Venu en France, Rabhi a été ouvrier spécialisé dans la region parisienne.
C'est là que serait née sa conscience politique, par la découverte de
"l'aliénation" et le questionnement de la notion de "modernité" qui la
sous-tend. Devenu pourfendeur du "mythe du progrès", Rabhi ironise : "J'ai
en quelque sorte fait mon mai 68 en 1957..."
Horreur des villes, horreur des champs
Pour échapper à l'aliénation qu'il a connue à la ville, Rabhi prend le
maquis. En 1960, il s'installe dans une ferme au beau milieu des Cévennes,
avec sa femme Michèle. Las ! Rabhi retrouve avec horreur les démons qu'il
a fuis : le "productivisme" est en plein essor dans une agriculture de
pluis en plus industrialisée. Pugnace, Rabhi découvre alors l'agroécologie
et décide de l'appliquer à sa petite exploitation rocailleuse. Pour "l'agro-paysan",
il s'agirait de "concilier, à la fois, la nécessité de notre survie avec
des pratiques et un usage des biens communs de la terre respectueux de
l'environnement." Au fil du temps, le modèle prend et Rabhi part au Burkina
Faso enseigner ces principes à d'autres paysans au début des années 80.
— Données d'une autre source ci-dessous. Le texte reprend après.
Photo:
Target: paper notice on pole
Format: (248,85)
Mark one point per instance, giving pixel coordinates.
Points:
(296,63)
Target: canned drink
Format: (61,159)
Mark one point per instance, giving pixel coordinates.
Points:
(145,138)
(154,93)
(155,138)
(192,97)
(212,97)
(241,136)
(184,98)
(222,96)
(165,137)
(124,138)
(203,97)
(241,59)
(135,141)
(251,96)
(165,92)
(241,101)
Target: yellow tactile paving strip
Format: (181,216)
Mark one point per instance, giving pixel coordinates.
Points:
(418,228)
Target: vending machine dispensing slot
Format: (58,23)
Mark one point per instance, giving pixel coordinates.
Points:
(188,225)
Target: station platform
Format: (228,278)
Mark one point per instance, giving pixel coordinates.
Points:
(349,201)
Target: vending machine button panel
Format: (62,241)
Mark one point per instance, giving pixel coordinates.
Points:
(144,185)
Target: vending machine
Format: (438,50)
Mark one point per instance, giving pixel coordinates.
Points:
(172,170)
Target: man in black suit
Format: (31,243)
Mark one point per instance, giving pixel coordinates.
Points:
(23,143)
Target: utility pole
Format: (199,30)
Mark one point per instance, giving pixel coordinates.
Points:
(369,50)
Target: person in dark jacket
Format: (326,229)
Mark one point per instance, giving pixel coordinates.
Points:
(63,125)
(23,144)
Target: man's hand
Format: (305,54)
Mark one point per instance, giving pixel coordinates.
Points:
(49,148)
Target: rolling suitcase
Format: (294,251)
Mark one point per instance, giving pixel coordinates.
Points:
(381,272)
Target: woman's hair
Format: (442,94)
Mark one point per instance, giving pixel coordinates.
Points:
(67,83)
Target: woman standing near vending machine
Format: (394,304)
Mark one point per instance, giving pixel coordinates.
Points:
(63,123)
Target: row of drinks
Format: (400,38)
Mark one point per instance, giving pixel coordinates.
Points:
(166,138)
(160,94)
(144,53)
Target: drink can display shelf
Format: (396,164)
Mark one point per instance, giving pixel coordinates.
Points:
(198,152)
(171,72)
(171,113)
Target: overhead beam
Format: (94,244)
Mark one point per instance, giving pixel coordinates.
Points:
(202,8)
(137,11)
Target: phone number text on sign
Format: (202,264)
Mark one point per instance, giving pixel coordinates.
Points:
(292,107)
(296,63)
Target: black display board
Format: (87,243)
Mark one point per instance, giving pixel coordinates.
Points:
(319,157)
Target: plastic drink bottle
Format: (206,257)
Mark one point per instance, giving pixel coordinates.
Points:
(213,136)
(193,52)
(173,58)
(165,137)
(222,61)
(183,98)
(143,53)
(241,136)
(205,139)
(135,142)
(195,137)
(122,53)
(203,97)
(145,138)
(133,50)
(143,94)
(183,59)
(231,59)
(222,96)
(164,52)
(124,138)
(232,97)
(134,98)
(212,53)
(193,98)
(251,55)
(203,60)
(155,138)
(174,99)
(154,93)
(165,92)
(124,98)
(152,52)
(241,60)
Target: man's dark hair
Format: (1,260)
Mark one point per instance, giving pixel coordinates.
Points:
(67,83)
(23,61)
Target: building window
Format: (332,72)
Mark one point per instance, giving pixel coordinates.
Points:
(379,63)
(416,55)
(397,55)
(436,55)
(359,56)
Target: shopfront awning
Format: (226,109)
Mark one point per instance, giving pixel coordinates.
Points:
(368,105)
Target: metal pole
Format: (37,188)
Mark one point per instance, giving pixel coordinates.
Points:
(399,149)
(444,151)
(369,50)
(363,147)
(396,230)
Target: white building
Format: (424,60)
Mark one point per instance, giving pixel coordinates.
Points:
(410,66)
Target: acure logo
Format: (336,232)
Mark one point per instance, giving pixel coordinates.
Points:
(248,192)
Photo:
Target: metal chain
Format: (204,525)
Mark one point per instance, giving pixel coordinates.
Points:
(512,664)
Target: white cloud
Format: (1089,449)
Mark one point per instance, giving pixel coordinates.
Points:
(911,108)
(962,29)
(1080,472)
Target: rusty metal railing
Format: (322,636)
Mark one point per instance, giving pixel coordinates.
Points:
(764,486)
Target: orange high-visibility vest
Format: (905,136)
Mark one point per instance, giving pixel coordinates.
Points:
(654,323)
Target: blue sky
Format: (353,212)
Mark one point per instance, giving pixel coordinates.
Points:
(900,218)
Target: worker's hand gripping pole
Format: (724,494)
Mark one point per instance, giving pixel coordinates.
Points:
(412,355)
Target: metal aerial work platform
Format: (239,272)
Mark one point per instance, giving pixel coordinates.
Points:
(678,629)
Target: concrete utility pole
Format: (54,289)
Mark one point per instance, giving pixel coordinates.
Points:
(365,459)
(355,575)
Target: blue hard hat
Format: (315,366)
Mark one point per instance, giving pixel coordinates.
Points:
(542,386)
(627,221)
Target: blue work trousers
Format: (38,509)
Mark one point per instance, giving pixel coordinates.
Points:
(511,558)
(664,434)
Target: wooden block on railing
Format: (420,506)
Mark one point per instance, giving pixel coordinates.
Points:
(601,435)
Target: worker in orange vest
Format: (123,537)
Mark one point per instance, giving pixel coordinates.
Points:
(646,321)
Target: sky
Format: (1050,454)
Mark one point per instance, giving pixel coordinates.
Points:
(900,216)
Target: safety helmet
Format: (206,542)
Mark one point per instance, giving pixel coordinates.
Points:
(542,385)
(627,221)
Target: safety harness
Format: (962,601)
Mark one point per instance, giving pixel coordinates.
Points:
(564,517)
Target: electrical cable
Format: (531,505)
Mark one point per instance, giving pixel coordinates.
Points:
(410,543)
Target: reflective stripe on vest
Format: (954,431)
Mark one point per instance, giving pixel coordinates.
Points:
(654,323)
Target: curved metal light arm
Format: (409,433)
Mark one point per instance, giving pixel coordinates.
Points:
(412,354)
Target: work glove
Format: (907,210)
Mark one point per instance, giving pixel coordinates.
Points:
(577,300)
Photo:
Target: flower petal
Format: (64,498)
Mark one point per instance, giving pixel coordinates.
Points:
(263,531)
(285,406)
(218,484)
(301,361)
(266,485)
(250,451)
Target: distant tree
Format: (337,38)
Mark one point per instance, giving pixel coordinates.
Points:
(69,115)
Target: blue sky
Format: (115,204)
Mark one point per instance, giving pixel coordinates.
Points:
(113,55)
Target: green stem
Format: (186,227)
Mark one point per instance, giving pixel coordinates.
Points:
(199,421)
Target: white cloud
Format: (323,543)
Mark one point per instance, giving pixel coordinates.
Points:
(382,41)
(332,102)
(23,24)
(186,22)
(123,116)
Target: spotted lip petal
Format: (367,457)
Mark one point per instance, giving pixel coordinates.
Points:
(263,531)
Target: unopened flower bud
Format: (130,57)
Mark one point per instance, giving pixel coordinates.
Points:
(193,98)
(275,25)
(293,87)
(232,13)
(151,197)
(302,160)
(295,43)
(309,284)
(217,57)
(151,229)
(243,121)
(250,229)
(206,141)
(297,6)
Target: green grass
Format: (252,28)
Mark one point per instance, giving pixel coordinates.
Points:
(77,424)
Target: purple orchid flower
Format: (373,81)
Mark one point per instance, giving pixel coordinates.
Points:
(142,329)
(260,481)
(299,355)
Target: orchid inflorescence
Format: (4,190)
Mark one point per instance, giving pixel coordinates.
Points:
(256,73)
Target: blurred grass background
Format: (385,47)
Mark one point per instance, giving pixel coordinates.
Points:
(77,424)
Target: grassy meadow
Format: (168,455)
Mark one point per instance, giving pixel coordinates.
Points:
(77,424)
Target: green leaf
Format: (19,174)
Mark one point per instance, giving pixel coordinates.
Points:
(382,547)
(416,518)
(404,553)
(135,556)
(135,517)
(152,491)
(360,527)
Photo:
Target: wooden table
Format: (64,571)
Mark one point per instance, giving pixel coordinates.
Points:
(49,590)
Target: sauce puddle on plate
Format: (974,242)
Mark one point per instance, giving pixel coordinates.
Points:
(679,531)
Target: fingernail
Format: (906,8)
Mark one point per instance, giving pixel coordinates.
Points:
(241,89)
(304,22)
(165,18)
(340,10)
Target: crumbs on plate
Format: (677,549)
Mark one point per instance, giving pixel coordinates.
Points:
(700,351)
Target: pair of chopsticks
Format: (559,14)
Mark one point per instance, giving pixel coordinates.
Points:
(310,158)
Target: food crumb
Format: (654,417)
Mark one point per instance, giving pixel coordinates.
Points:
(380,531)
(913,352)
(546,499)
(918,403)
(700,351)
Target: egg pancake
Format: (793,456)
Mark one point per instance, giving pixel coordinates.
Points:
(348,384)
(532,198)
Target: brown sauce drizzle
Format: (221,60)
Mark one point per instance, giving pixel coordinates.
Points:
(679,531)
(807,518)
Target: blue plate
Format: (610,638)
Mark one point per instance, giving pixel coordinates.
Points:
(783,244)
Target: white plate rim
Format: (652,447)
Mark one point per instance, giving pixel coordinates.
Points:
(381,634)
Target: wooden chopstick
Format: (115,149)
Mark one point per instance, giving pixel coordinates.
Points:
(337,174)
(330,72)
Avec succès, puisqu'il finit va jusqu'à y créer le premier centre de formation
à l'agroécologie. Devenu "expert" des questions de développement agricole,
il participe ensuite à des programmes internationaux, notamment avec l'ONU.
Le conte de Rabhi s'enrichit ensuite de plusieurs livres : "Du Sahara
aux Cévennes ou la reconquête du songe", "L'offrande au créspuscule" ou
encore "Le Manifeste pour des oasis en tous lieux", qui a donné naissance
à un mouvement. Il participera ainsi à la création de plusieurs structures
entre l'ONG, la coopérative de paysans et le mouvement politique, dans
les années 90.
Schtroumpf vert et vert schtroumpf
En politique, Rabhi, qui se dit proche du mouvement anti mondialisation,
ferraille contre les "tendances suicidaires du système", citant pêle-mêle
"les famines de plus en plus nombreuses, la stérilité des sols, les sécheresses,
les désertifications, les pandémies, les fossé nord - sud devenant béant..."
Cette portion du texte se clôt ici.